From 1424b12b0912e77adaf954a5f9dcd79b6a40d00c Mon Sep 17 00:00:00 2001
From: svlandeg <sofie.vanlandeghem@gmail.com>
Date: Tue, 2 Apr 2019 13:06:37 +0200
Subject: [PATCH 1/6] failing test for Issue #3449

---
 spacy/tests/regression/test_issue3449.py | 22 ++++++++++++++++++++++
 1 file changed, 22 insertions(+)
 create mode 100644 spacy/tests/regression/test_issue3449.py

diff --git a/spacy/tests/regression/test_issue3449.py b/spacy/tests/regression/test_issue3449.py
new file mode 100644
index 000000000..40aa43bb7
--- /dev/null
+++ b/spacy/tests/regression/test_issue3449.py
@@ -0,0 +1,22 @@
+import pytest
+
+from spacy.lang.en import English
+
+
+@pytest.mark.xfail(reason="Current default suffix rules avoid one upper-case letter before a dot.")
+def test_issue3449():
+    nlp = English()
+    nlp.add_pipe(nlp.create_pipe('sentencizer'))
+
+    text1 = "He gave the ball to I. Do you want to go to the movies with I?"
+    text2 = "He gave the ball to I.  Do you want to go to the movies with I?"
+    text3 = "He gave the ball to I.\nDo you want to go to the movies with I?"
+
+    t1 = nlp(text1)
+    t2 = nlp(text2)
+    t3 = nlp(text3)
+
+    assert t1[5].text == 'I'
+    assert t2[5].text == 'I'
+    assert t3[5].text == 'I'
+

From e7062cf699bdc39d9d5e3aec31bcd073bae46ee5 Mon Sep 17 00:00:00 2001
From: svlandeg <sofie.vanlandeghem@gmail.com>
Date: Tue, 2 Apr 2019 13:15:35 +0200
Subject: [PATCH 2/6] failing test for Issue #3521

---
 spacy/tests/regression/test_issue3521.py | 20 ++++++++++++++++++++
 1 file changed, 20 insertions(+)
 create mode 100644 spacy/tests/regression/test_issue3521.py

diff --git a/spacy/tests/regression/test_issue3521.py b/spacy/tests/regression/test_issue3521.py
new file mode 100644
index 000000000..a971ab4c6
--- /dev/null
+++ b/spacy/tests/regression/test_issue3521.py
@@ -0,0 +1,20 @@
+import pytest
+
+from spacy.lang.en import English
+
+
+@pytest.mark.parametrize(
+    "word",
+    [
+        "don't",
+        "don’t",
+        "I'd",
+        "I’d",
+    ],
+)
+def test_issue3521(fr_tokenizer, word):
+    nlp = English()
+
+    tok = nlp(word)[1]
+    assert tok.is_stop
+

From eca9cc541792a62073cdf035f880c46850bc5098 Mon Sep 17 00:00:00 2001
From: svlandeg <sofie.vanlandeghem@gmail.com>
Date: Tue, 2 Apr 2019 13:24:59 +0200
Subject: [PATCH 3/6] fixing Issue #3521 by adding all hyphen variants for each
 stopword

---
 spacy/lang/en/stop_words.py              |  9 ++++++---
 spacy/tests/regression/test_issue3521.py | 10 +++-------
 2 files changed, 9 insertions(+), 10 deletions(-)
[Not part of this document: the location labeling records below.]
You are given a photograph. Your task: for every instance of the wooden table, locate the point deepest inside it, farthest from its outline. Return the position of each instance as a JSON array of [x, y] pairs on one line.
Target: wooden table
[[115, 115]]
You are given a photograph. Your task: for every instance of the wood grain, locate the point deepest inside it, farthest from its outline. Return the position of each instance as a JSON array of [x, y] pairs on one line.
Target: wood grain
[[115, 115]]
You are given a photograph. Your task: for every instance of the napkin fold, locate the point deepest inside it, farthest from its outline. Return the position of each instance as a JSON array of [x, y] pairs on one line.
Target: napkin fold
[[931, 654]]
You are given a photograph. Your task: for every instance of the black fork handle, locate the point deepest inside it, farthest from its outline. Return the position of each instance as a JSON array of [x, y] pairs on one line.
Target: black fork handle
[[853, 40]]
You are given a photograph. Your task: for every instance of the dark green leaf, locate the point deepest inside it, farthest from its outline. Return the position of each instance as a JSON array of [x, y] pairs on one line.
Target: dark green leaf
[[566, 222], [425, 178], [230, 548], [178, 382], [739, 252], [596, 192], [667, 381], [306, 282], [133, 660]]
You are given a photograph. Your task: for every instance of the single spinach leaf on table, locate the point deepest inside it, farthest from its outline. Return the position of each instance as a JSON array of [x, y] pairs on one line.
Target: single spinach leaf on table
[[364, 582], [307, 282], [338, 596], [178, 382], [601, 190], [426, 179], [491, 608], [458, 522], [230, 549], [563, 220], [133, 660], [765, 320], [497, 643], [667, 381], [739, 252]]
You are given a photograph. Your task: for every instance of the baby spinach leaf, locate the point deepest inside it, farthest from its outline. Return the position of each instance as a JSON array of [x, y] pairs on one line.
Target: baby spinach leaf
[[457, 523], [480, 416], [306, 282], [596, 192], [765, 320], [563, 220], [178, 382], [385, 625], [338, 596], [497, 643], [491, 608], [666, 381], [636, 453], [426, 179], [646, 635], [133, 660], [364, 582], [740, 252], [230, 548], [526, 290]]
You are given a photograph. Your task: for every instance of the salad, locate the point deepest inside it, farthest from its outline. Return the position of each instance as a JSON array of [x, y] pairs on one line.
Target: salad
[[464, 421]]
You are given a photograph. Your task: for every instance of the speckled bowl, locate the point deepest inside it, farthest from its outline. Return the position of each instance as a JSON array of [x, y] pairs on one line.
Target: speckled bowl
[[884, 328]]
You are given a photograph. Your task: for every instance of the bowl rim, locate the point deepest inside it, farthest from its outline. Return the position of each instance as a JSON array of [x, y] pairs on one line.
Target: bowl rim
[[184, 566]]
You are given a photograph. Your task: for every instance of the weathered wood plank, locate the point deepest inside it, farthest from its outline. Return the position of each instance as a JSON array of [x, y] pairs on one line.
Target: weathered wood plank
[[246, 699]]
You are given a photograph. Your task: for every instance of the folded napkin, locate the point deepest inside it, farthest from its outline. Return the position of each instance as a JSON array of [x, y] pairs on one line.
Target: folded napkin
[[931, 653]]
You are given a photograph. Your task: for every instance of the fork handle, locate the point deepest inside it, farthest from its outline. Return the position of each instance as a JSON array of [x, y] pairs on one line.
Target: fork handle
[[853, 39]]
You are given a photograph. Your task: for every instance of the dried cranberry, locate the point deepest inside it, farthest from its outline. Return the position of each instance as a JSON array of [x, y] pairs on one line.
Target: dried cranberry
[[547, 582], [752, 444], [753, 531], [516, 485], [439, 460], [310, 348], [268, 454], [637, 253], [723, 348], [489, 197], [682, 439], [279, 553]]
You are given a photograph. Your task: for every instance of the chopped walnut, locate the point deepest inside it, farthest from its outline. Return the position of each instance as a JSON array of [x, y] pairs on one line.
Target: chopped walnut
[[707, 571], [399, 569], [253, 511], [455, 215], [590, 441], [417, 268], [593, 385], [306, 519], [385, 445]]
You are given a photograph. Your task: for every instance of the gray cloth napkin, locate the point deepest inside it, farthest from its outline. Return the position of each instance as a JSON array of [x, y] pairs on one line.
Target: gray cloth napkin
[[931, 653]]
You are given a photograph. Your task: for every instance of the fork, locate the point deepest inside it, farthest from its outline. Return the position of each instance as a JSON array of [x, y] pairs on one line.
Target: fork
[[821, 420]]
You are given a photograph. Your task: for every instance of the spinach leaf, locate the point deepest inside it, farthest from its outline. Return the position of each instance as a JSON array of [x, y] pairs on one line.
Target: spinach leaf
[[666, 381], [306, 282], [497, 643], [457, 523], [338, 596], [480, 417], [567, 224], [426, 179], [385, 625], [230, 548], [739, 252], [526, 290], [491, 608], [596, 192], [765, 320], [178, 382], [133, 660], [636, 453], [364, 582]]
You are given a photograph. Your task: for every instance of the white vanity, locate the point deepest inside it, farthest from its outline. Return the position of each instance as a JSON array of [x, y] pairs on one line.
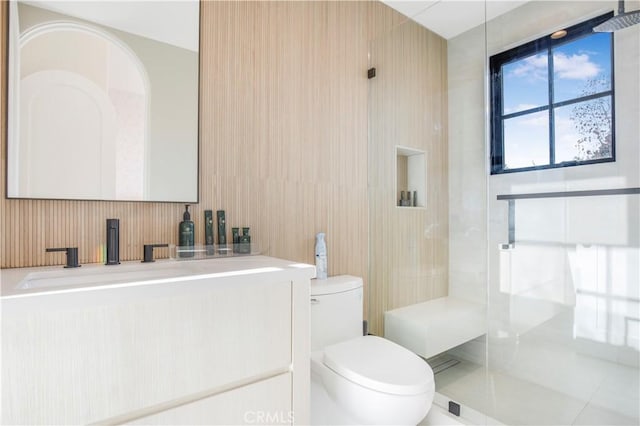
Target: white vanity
[[223, 341]]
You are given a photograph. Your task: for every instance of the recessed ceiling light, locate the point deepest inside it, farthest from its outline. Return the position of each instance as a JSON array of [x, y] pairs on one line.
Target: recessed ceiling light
[[559, 34]]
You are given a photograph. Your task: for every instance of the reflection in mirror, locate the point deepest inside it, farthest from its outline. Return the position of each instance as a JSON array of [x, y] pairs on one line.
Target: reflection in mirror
[[103, 101]]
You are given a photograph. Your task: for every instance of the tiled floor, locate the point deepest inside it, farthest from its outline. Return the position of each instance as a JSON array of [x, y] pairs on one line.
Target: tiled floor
[[545, 384]]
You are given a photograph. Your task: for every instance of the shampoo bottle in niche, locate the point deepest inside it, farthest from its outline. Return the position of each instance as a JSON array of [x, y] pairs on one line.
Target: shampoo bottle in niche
[[186, 234], [321, 257]]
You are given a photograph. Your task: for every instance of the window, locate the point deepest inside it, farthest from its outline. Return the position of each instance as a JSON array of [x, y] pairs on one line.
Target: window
[[553, 102]]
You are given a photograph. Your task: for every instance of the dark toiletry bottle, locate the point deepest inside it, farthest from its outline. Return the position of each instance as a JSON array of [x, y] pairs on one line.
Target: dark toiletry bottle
[[186, 234], [245, 242], [222, 232], [208, 231], [113, 242], [235, 236]]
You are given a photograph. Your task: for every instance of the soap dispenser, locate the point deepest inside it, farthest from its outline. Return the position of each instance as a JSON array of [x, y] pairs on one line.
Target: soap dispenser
[[186, 234]]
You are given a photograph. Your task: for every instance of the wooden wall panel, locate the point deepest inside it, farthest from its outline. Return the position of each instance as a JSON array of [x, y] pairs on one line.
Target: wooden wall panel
[[283, 149], [409, 246]]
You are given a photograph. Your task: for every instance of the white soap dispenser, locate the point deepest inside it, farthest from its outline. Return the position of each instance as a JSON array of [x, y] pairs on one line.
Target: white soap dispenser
[[321, 257]]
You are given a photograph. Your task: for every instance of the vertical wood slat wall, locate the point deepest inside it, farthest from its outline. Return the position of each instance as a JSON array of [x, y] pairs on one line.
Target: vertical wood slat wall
[[409, 246], [283, 142]]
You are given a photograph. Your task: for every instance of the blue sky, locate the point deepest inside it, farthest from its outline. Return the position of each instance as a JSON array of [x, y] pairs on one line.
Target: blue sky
[[526, 86]]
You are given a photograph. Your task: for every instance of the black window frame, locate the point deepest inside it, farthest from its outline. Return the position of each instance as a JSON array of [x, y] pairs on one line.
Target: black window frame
[[543, 45]]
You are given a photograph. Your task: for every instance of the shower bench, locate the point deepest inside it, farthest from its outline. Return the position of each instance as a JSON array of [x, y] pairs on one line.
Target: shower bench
[[432, 327]]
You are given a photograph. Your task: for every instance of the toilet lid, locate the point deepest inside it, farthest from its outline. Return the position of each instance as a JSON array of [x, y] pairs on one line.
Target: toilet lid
[[379, 364]]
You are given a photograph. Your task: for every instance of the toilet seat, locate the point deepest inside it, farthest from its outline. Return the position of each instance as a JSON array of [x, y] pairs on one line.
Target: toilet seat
[[380, 365]]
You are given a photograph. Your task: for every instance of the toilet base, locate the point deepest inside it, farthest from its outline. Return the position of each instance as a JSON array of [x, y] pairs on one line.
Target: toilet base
[[324, 410], [363, 405]]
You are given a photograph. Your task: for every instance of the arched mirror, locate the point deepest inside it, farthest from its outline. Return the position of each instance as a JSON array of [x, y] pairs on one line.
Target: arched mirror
[[103, 101]]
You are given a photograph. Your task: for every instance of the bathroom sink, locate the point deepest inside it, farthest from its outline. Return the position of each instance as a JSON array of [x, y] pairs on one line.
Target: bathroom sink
[[96, 276]]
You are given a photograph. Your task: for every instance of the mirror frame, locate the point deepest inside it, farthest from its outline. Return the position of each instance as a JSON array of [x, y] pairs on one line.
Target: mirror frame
[[8, 115]]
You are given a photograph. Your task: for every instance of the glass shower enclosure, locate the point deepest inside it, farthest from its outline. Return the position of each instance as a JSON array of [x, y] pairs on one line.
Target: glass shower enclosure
[[552, 256]]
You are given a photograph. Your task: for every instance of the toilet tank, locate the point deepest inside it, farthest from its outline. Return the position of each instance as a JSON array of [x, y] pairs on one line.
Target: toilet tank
[[336, 310]]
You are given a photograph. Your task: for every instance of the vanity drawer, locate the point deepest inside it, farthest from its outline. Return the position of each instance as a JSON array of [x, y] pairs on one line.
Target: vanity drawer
[[102, 360], [266, 402]]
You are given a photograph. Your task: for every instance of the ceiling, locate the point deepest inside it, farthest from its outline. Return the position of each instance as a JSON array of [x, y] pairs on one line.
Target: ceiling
[[449, 18], [171, 22]]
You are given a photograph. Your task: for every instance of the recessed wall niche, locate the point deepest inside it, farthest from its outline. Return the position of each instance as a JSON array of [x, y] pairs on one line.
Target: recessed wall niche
[[411, 176]]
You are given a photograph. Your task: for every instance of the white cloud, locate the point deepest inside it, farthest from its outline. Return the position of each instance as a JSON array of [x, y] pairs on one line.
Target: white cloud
[[519, 107], [575, 67], [533, 67]]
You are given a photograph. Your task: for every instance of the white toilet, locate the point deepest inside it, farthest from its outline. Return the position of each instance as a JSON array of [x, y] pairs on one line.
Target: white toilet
[[369, 379]]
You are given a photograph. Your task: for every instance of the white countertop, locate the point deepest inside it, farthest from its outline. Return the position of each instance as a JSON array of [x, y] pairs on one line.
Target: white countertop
[[20, 283]]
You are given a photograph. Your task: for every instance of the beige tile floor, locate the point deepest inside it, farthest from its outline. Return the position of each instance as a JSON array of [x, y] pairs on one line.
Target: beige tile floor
[[586, 392]]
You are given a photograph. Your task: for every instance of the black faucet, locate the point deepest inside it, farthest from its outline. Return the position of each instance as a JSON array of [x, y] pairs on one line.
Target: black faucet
[[148, 251], [113, 242], [72, 255]]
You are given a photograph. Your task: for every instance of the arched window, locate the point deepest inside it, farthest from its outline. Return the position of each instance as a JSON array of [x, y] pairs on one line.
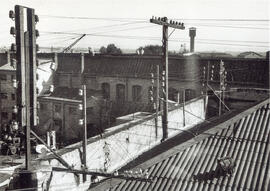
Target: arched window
[[120, 92], [136, 93], [173, 94], [154, 94], [105, 87], [190, 94]]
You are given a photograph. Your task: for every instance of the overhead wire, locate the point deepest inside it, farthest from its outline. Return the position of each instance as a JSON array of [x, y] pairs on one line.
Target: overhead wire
[[159, 39]]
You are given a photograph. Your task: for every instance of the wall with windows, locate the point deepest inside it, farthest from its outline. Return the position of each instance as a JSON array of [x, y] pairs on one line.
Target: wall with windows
[[62, 115]]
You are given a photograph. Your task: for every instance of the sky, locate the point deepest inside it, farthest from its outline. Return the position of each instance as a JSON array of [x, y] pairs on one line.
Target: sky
[[231, 25]]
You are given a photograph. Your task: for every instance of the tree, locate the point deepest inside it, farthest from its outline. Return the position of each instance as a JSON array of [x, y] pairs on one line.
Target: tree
[[111, 49], [103, 50]]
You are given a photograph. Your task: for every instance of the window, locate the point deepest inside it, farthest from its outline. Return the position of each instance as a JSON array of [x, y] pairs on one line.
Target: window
[[136, 93], [173, 94], [90, 110], [190, 94], [13, 96], [105, 90], [4, 115], [42, 106], [120, 92], [72, 110], [3, 95], [154, 94], [57, 108], [3, 77]]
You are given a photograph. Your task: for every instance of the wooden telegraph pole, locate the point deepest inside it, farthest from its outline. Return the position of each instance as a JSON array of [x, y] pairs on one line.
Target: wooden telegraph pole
[[25, 49], [165, 25]]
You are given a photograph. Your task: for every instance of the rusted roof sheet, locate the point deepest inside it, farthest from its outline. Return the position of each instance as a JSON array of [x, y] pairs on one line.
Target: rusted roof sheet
[[246, 141]]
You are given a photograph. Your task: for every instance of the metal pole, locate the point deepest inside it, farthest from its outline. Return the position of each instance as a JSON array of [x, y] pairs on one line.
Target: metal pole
[[157, 102], [165, 73], [32, 64], [85, 129], [27, 105], [20, 57], [184, 117]]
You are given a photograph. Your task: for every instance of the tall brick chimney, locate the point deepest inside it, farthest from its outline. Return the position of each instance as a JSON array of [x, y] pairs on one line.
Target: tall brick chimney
[[192, 34]]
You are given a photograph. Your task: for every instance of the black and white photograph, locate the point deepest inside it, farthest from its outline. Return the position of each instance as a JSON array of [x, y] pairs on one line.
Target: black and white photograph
[[142, 95]]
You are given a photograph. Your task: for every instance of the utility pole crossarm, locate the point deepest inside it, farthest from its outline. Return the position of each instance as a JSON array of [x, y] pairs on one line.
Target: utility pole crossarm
[[163, 22]]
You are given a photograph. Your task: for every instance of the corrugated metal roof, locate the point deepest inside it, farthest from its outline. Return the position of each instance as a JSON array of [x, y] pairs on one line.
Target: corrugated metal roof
[[246, 141]]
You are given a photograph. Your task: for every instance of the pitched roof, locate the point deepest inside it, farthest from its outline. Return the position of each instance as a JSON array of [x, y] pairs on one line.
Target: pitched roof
[[254, 54], [245, 138], [70, 93], [126, 65]]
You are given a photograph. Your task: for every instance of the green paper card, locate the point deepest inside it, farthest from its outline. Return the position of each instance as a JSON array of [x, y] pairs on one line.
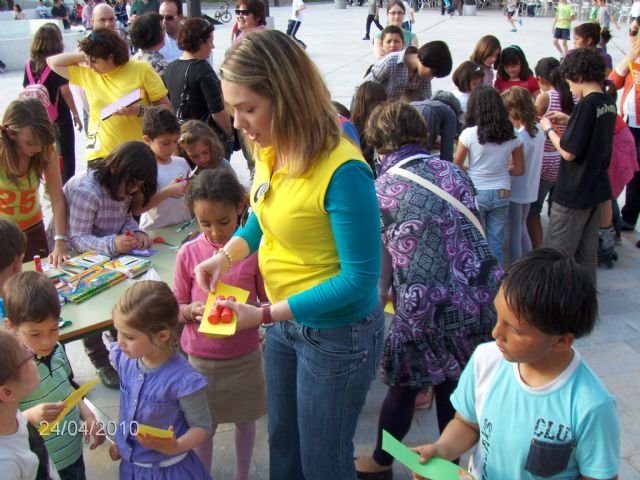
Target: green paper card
[[435, 469]]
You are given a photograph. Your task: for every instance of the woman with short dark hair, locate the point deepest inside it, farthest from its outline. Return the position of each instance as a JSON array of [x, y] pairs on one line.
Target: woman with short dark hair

diff --git a/spacy/lang/en/stop_words.py b/spacy/lang/en/stop_words.py
index 4301e7d86..bdc36bdd7 100644
--- a/spacy/lang/en/stop_words.py
+++ b/spacy/lang/en/stop_words.py
@@ -39,7 +39,7 @@ made make many may me meanwhile might mine more moreover most mostly move much
 must my myself
 
 name namely neither never nevertheless next nine no nobody none noone nor not
-nothing now nowhere n't
+nothing now nowhere 
 
 of off often on once one only onto or other others otherwise our ours ourselves
 out over own
@@ -66,7 +66,10 @@ whereafter whereas whereby wherein whereupon wherever whether which while
 whither who whoever whole whom whose why will with within without would
 
 yet you your yours yourself yourselves
-
-'d 'll 'm 're 's 've
 """.split()
 )
+
+for hyphen in ["'", "`", "‘", "´", "’"]:
+    for stopword in "n't 'd 'll 'm 're 's 've".split():
+        STOP_WORDS.add(stopword.replace("'", hyphen))
+
diff --git a/spacy/tests/regression/test_issue3521.py b/spacy/tests/regression/test_issue3521.py
index a971ab4c6..2a4568a17 100644
--- a/spacy/tests/regression/test_issue3521.py
+++ b/spacy/tests/regression/test_issue3521.py
@@ -1,7 +1,5 @@
 import pytest
 
-from spacy.lang.en import English
-
 
 @pytest.mark.parametrize(
     "word",
@@ -12,9 +10,7 @@ from spacy.lang.en import English
         "I’d",
     ],
 )
-def test_issue3521(fr_tokenizer, word):
-    nlp = English()
-
-    tok = nlp(word)[1]
+def test_issue3521(en_tokenizer, word):
+    tok = en_tokenizer(word)[1]
+    # 'not' and 'would' should be stopwords, also in their abbreviated forms
     assert tok.is_stop
-

From 673c81bbb4c832c645768302415108327f9c878a Mon Sep 17 00:00:00 2001
From: svlandeg <sofie.vanlandeghem@gmail.com>
Date: Tue, 2 Apr 2019 13:52:07 +0200
Subject: [PATCH 4/6] unicode string for python 2.7

---
 spacy/lang/en/stop_words.py              | 2 +-
 spacy/tests/regression/test_issue3521.py | 8 ++++----
 2 files changed, 5 insertions(+), 5 deletions(-)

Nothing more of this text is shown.